Taking Host Intrusion Prevention System (HIPS) Apart
What Is Host Intrusion Prevention System (HIPS)? How HIPS Works and Why You Need It?
Today’s computer users and organizations are constantly facing numerous, diverse, and super sophisticated malware, making cybersecurity researchers conclude that signature-based solutions are no longer able to work by themselves.
Viruses, worms, and trojans harm device systems and communication channels, steal private information, and keep users under surveillance. Not only that there are numerous new malware files daily, but some of them are also capable to modify their configuration and signature as they move forward.
Solutions such as Network Intrusion Detection Systems (NIDS) that examine internet traffic and internal network are accessible but they are limited due to the repeated employment of data encryption on the Web. Also, they can’t protect against menaces spread out from removable storage media.
A system that can avert assaults at the computer level is a more feasible solution because it can keep an eye on applications running on a particular PC and halt any unwelcomed activity. Here is where methods like Host Intrusion Prevention System (HIPS) become operative.
What Is Host Intrusion Prevention System (HIPS)?
An abbreviation for Host-based Intrusion Prevention System, HIPS is an Intrusion Prevention System (IPS) used to keep safe crucial computer systems holding important information against intrusions, infections, and other Internet malware.
HIPS surveil a single host for dubious activity by examining incidents happening within that specific host. To put it differently, a Host Intrusion Prevention System (HIPS) seeks to halt malware by monitoring the code’s way of behaving.
This helps to keep your system secure without having to rely on a specific threat to be added to a detection update. If a threat actor or virus tries to change the operating system, the host intrusion prevention system blocks the activity and notifies the potential victims so they can take proper action.
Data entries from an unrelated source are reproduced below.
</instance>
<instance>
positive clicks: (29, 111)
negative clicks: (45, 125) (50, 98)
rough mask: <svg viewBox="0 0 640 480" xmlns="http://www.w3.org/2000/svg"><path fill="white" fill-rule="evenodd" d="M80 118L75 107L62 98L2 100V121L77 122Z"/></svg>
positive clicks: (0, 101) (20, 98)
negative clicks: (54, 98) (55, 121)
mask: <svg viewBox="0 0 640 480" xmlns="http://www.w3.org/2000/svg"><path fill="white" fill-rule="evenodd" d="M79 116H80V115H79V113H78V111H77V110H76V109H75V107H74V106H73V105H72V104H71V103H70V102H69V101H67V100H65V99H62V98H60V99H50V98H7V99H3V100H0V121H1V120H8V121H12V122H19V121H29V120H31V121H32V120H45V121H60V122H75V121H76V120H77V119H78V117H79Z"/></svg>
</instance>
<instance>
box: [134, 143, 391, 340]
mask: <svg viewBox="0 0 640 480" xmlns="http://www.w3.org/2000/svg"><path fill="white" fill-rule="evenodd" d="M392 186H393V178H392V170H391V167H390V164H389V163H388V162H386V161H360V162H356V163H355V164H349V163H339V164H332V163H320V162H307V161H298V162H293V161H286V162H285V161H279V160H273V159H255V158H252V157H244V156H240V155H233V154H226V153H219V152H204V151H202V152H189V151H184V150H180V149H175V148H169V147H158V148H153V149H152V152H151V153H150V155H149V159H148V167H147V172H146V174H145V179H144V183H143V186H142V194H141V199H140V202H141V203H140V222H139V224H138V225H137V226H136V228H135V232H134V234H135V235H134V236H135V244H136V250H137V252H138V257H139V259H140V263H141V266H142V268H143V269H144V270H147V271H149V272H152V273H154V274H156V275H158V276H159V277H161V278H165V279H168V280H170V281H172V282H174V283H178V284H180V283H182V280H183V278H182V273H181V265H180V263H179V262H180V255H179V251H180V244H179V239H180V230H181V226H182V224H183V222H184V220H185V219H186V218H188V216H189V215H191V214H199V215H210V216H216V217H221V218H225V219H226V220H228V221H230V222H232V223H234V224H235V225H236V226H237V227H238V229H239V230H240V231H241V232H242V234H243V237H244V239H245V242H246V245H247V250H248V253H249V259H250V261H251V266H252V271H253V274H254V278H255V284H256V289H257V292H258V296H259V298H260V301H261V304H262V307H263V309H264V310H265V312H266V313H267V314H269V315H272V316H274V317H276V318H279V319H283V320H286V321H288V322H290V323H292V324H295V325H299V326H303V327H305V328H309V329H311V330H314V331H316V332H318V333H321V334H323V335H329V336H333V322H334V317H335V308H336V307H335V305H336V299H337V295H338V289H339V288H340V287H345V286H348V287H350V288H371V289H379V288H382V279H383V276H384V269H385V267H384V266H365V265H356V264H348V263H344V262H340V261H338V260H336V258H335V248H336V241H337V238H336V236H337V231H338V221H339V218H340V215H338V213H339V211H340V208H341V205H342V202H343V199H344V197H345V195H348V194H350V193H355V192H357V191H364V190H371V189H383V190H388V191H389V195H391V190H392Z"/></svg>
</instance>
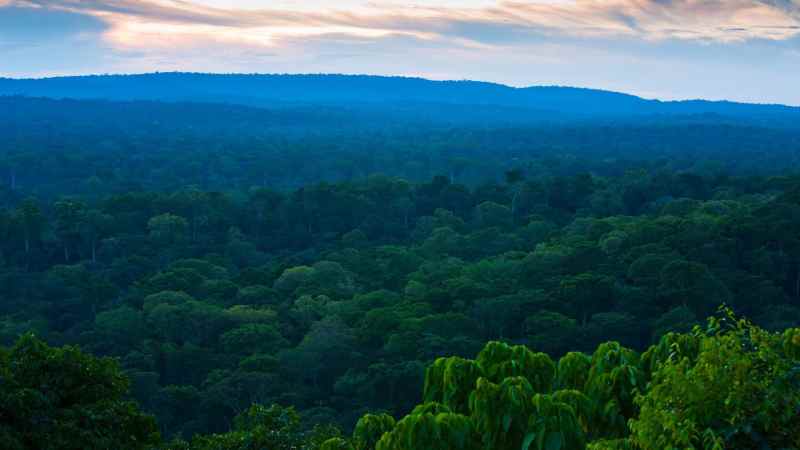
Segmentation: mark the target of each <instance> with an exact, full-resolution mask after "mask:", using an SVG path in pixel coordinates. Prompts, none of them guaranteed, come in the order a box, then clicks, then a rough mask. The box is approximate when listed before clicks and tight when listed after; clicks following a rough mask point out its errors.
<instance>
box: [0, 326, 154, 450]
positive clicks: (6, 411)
mask: <svg viewBox="0 0 800 450" xmlns="http://www.w3.org/2000/svg"><path fill="white" fill-rule="evenodd" d="M0 379H2V380H3V382H2V383H0V418H2V420H0V438H1V439H3V448H8V449H10V450H85V449H89V450H91V449H94V450H105V449H110V448H120V449H122V448H124V449H132V450H135V449H141V450H146V449H150V448H152V446H154V445H156V444H157V443H158V442H159V441H160V438H159V433H158V428H157V426H156V423H155V420H154V419H153V418H152V417H151V416H148V415H146V414H144V413H142V412H141V411H139V408H138V406H137V405H136V404H135V403H133V402H131V401H128V400H126V395H127V392H128V380H127V378H125V376H124V375H123V374H122V372H121V371H120V369H119V367H118V365H117V363H116V362H114V361H113V360H111V359H108V358H95V357H93V356H89V355H86V354H84V353H82V352H81V351H80V350H78V349H77V348H76V347H62V348H53V347H49V346H47V345H46V344H45V343H43V342H42V341H40V340H38V339H36V338H35V337H33V336H32V335H26V336H23V337H22V338H20V339H19V341H17V343H16V344H15V345H14V347H12V348H10V349H2V350H0Z"/></svg>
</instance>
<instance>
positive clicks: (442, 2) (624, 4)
mask: <svg viewBox="0 0 800 450" xmlns="http://www.w3.org/2000/svg"><path fill="white" fill-rule="evenodd" d="M156 70H160V71H172V70H185V71H208V72H247V73H250V72H266V73H276V72H277V73H310V72H311V73H320V72H323V73H332V72H337V73H339V72H342V73H369V74H385V75H412V76H423V77H428V78H434V79H478V80H488V81H496V82H501V83H506V84H511V85H516V86H526V85H540V84H546V85H571V86H584V87H594V88H603V89H611V90H617V91H624V92H630V93H634V94H638V95H642V96H645V97H656V98H665V99H673V98H709V99H731V100H740V101H753V102H774V103H787V104H795V105H800V82H798V79H800V0H532V1H531V0H528V1H526V0H514V1H496V0H461V1H458V0H439V1H434V0H412V1H410V2H409V1H394V0H388V1H381V0H335V1H332V0H262V1H257V0H238V1H237V0H0V75H1V76H11V77H41V76H51V75H66V74H86V73H131V72H149V71H156Z"/></svg>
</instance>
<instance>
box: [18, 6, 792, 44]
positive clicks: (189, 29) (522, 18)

Some of the changes that HIPS might consider to be important are assuming command of other programs, attempting to change major registry keys, ending other programs, or installing devices.
Besides the action of sending notifications to the device user when it detects malicious movement, HIPS can also log the malicious activity for future investigation, reset the connection, and stop future traffic from the dubious IP address.
Host Intrusion Prevention System (HIPS) successfully fights against:
- Private information theft;
- Dubious applications while it stops harmful actions;
- Familiar threats, as it averts them from being initiated;
- The latest threats before antivirus databases are updated while diminishes the probability of invasion and contamination being scattered.
Different types of devices such as servers, workstations, and computers can have the host intrusion prevention system implemented.
As studies have recently shown that unprotected systems can be compromised within minutes, the benefit of intrusion prevention is that there’s no more waiting for a security administrator to answer before prophylactic steps are taken to maintain host integrity. This approach can be very helpful when in need.
Usually, a host intrusion prevention system is both signature and anomaly-based.
An anomaly-based HIPS tries to differentiate normal from atypical behavior, unlike signature based-systems that have the capability to protect against only familiar bad signatures.
Host Intrusion Prevention System (HIPS) Operation Mode
A host intrusion prevention system utilizes a database of systems items supervised to discover intrusions by investigating system calls, application logs, and file-system changes.
HIPS recalls every item’s features and generates a numerical value calculated from a series of bits of digital data used to test whether the data has changed during storage or transmission for the contents.
The system also verifies if suitable parts of memory have not been altered. A program that ignores its permissions is blocked from performing unauthorized actions.
A HIPS has many advantages, the most important one being that business and home users have intensified defense from hidden malicious cyber assaults.
Host Intrusion Prevention HIPS utilizes an unusual prevention system that has a better chance of halting such attacks in contrast to conventional protective actions.
One more advantage of using HIPS is the necessity to manage numerous security applications to secure computers, including antivirus, anti-spyware, firewalls, and patch management.
Now that we talked about the benefits, let’s take a quick look at the disadvantage of HIPS. A drawback would be that the response taken may leave the host ineffective or even affect the availability of a vital resource. Incorrect user decisions and false positives are also menaces linked to host intrusion prevention systems.
Host Intrusion Prevention Systems (HIPS) can be an extremely important component of stratified protection if combined with a minimum of one detection-based security solution. Users and organizations should definitely benefit from HIPS, but it is essential to have some knowledge of how to use it successfully.